I've just finished listening to the audio version of Hannah Kent's Burial Rites read by Morven Christie . This is the one put out by Bolinda Audio.
I've never listened to an audio book before, so this is a new experience for me. As luck would have it, this was a perfect one to start with. Great book by Hannah Kent, and an excellent rendition of the text by reader, Morven Christie. It felt as if she had fallen in love with the book, and with good reason. The story, based on the life and death of the last woman to be executed in Iceland (in 1829) for her involvement in the murder of two men, was meticulously researched over years, and the depth of the research is felt throughout as something that is as close to an actual experience as a story can provide. It is through this that the deepest questions of human existence are addressed, leaving the indelible trace that tells you that a book has just changed the way you think and feel about the story of your own life.
Hannah Kent spent time in Iceland as she wrote, and developed relationships with the country and the people there. It all comes through, the sense that the author has incorporated the setting and the culture into her body and translated it into a language that strangers to this beautiful country can understand. The audio added to the experience because it enabled me to hear the Icelandic words, which added to the atmosphere. I felt I had travelled there - to that country, time, and season.

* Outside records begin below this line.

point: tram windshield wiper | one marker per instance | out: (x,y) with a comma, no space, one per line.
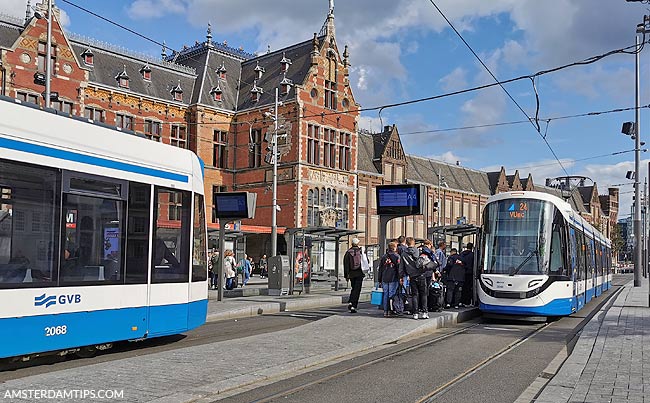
(530,255)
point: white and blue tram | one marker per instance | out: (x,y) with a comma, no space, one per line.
(102,235)
(539,257)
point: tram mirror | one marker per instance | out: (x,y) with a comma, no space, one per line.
(235,205)
(400,200)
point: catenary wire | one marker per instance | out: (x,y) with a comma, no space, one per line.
(534,123)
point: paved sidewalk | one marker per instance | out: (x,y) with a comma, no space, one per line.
(210,371)
(611,361)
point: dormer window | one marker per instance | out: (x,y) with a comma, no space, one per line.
(177,92)
(216,93)
(285,85)
(256,92)
(88,57)
(284,63)
(221,71)
(123,79)
(259,71)
(146,72)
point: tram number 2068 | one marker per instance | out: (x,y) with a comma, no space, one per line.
(55,330)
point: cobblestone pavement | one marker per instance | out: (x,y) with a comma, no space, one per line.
(611,361)
(202,373)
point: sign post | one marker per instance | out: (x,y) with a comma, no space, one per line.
(395,201)
(230,207)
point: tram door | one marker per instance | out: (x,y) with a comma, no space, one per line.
(170,285)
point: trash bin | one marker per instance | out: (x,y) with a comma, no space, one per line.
(279,275)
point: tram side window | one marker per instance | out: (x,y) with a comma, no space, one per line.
(580,275)
(137,233)
(199,257)
(557,263)
(28,230)
(93,246)
(171,243)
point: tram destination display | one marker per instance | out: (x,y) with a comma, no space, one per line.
(235,205)
(400,200)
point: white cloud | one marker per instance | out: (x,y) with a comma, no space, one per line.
(14,8)
(455,80)
(151,9)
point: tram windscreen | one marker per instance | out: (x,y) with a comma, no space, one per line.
(517,236)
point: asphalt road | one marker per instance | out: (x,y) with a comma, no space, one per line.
(209,333)
(458,366)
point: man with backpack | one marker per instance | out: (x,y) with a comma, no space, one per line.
(388,276)
(455,271)
(352,271)
(409,267)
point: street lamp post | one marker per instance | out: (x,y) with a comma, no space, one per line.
(274,213)
(637,160)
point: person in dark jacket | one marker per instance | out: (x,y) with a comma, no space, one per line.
(455,278)
(401,245)
(388,275)
(467,256)
(353,273)
(408,267)
(426,250)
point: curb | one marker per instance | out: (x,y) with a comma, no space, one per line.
(261,308)
(267,376)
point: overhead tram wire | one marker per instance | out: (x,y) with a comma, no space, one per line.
(517,122)
(589,60)
(536,122)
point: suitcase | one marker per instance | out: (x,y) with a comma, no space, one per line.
(377,297)
(435,298)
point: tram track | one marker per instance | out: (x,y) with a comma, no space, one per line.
(384,357)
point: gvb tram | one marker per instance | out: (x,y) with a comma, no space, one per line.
(539,257)
(102,235)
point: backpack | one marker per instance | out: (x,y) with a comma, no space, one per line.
(355,253)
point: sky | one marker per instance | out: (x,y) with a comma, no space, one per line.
(404,50)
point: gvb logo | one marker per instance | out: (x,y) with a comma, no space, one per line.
(45,299)
(63,299)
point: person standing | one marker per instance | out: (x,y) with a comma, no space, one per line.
(388,275)
(264,266)
(245,265)
(352,271)
(214,259)
(467,256)
(455,279)
(417,280)
(441,253)
(401,245)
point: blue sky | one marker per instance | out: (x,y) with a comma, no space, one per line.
(402,50)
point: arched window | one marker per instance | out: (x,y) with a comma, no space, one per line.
(345,211)
(310,207)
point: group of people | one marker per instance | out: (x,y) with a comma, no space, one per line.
(406,271)
(233,269)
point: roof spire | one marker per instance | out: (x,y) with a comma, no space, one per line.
(209,35)
(28,13)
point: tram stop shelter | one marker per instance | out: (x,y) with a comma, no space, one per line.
(459,232)
(300,242)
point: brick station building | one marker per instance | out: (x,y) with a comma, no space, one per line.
(218,101)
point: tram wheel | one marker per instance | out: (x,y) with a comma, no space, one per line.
(87,352)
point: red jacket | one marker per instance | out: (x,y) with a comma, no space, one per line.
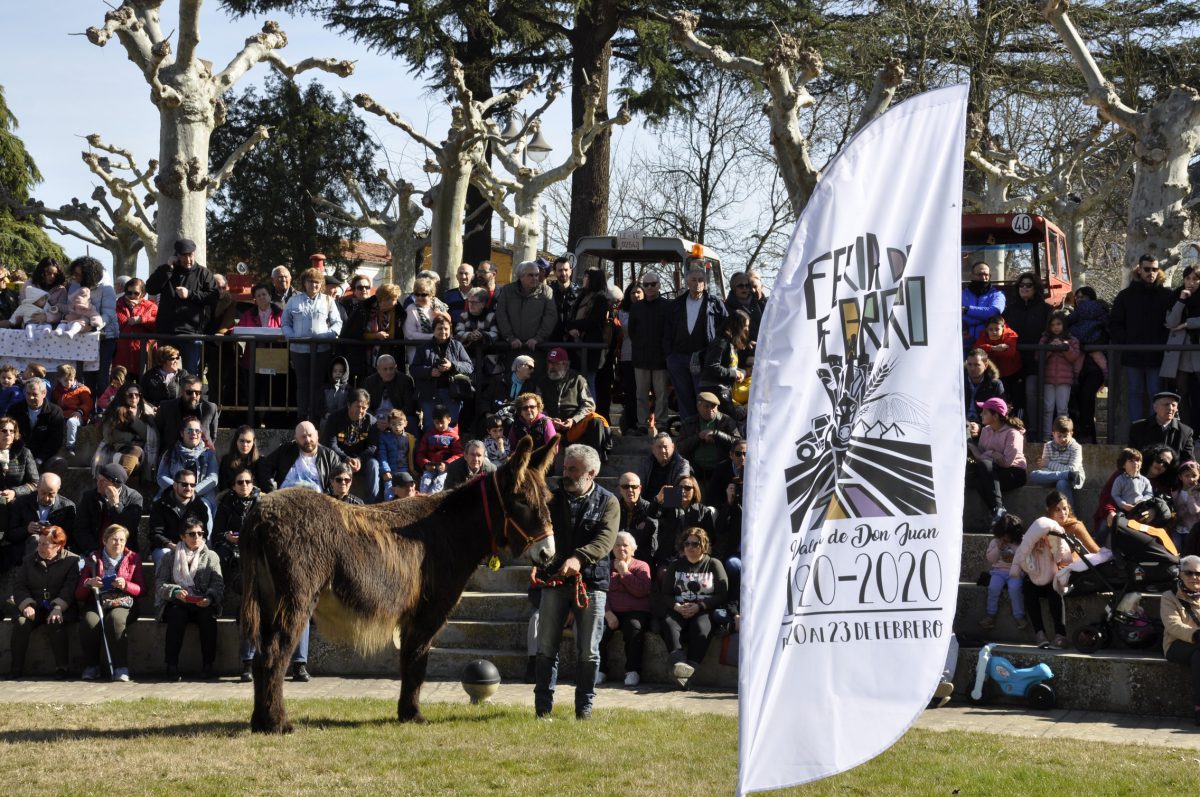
(129,568)
(438,447)
(1007,361)
(129,352)
(76,400)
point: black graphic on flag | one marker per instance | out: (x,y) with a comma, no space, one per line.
(858,460)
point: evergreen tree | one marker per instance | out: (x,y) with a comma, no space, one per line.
(264,214)
(22,241)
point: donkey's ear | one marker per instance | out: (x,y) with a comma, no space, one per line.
(520,459)
(544,457)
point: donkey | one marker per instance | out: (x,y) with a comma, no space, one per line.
(371,569)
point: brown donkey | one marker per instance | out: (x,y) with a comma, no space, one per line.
(371,569)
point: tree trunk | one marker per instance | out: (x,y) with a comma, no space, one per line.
(184,133)
(1169,135)
(445,232)
(591,52)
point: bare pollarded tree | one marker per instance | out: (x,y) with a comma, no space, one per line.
(187,95)
(395,222)
(527,184)
(1165,137)
(785,73)
(454,159)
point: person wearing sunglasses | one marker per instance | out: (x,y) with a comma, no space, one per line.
(190,403)
(190,588)
(136,315)
(192,450)
(1180,612)
(169,513)
(691,588)
(1139,317)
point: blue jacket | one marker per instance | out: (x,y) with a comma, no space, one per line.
(977,310)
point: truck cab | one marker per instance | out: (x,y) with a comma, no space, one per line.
(1013,244)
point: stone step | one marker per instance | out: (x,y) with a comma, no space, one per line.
(1081,611)
(1029,503)
(1131,682)
(501,606)
(483,634)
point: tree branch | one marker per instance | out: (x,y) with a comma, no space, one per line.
(1101,94)
(887,81)
(216,180)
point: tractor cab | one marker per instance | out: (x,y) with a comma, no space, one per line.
(1013,244)
(630,253)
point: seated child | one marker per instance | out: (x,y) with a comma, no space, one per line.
(81,317)
(438,448)
(1061,463)
(75,399)
(33,301)
(496,444)
(395,453)
(11,393)
(1006,538)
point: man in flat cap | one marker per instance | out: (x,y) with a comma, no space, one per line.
(1164,426)
(187,293)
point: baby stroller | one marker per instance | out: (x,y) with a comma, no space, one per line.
(1147,561)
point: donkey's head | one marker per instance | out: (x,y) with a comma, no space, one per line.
(526,497)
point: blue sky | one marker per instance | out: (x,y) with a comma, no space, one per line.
(61,88)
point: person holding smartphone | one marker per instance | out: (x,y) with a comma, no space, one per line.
(189,588)
(678,508)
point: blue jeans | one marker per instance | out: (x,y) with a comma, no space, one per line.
(246,649)
(1060,479)
(1015,597)
(556,603)
(1143,383)
(684,383)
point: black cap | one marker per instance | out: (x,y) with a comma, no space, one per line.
(114,473)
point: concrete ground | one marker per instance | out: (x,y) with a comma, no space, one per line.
(1087,726)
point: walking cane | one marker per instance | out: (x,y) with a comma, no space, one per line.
(103,634)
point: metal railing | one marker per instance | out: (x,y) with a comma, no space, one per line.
(244,394)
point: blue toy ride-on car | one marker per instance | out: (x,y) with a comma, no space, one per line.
(997,676)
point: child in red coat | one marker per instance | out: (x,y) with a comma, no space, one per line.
(438,448)
(75,399)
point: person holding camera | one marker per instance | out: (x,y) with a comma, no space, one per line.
(39,510)
(111,577)
(186,292)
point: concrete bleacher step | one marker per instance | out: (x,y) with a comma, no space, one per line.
(1081,611)
(1129,682)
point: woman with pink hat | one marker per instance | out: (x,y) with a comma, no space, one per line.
(999,457)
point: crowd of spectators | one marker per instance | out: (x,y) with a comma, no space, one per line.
(437,394)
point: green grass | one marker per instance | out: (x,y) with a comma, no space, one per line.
(353,747)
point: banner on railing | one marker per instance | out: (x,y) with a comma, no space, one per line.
(853,503)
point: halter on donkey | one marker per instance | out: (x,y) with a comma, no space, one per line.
(403,563)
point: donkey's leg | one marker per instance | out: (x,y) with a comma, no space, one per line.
(280,639)
(414,659)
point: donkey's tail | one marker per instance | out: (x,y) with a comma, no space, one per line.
(256,577)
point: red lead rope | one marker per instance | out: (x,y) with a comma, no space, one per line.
(581,593)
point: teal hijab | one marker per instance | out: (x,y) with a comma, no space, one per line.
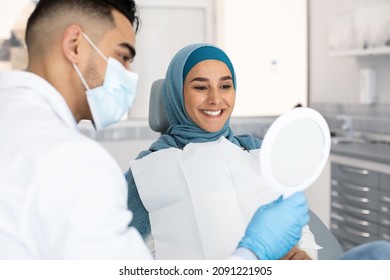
(182,129)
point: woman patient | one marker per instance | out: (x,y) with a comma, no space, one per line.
(194,191)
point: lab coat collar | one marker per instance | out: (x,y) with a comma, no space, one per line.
(24,79)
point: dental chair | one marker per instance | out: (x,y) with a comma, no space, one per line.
(158,122)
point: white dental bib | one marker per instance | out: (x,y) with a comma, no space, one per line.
(200,199)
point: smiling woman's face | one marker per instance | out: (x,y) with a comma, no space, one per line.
(209,94)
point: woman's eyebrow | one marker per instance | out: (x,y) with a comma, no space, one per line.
(225,78)
(199,79)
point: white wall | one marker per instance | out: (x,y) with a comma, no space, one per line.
(267,42)
(9,14)
(336,80)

With regard to the book, the telling, I can only say that I came to the conclusion that the story had chosen this writer, and that it had chosen well. There are books you can't put down. This one, I couldn't turn off. I listened in my car, in the driveway, overlooking the lake, on the way to the shops (but a close call with another vehicle cured me of that), and finally in front of the computer. I was in awe of Hannah Kent's writing - what a career she has ahead of her if she can even come close to the beauty and skill of this fine work.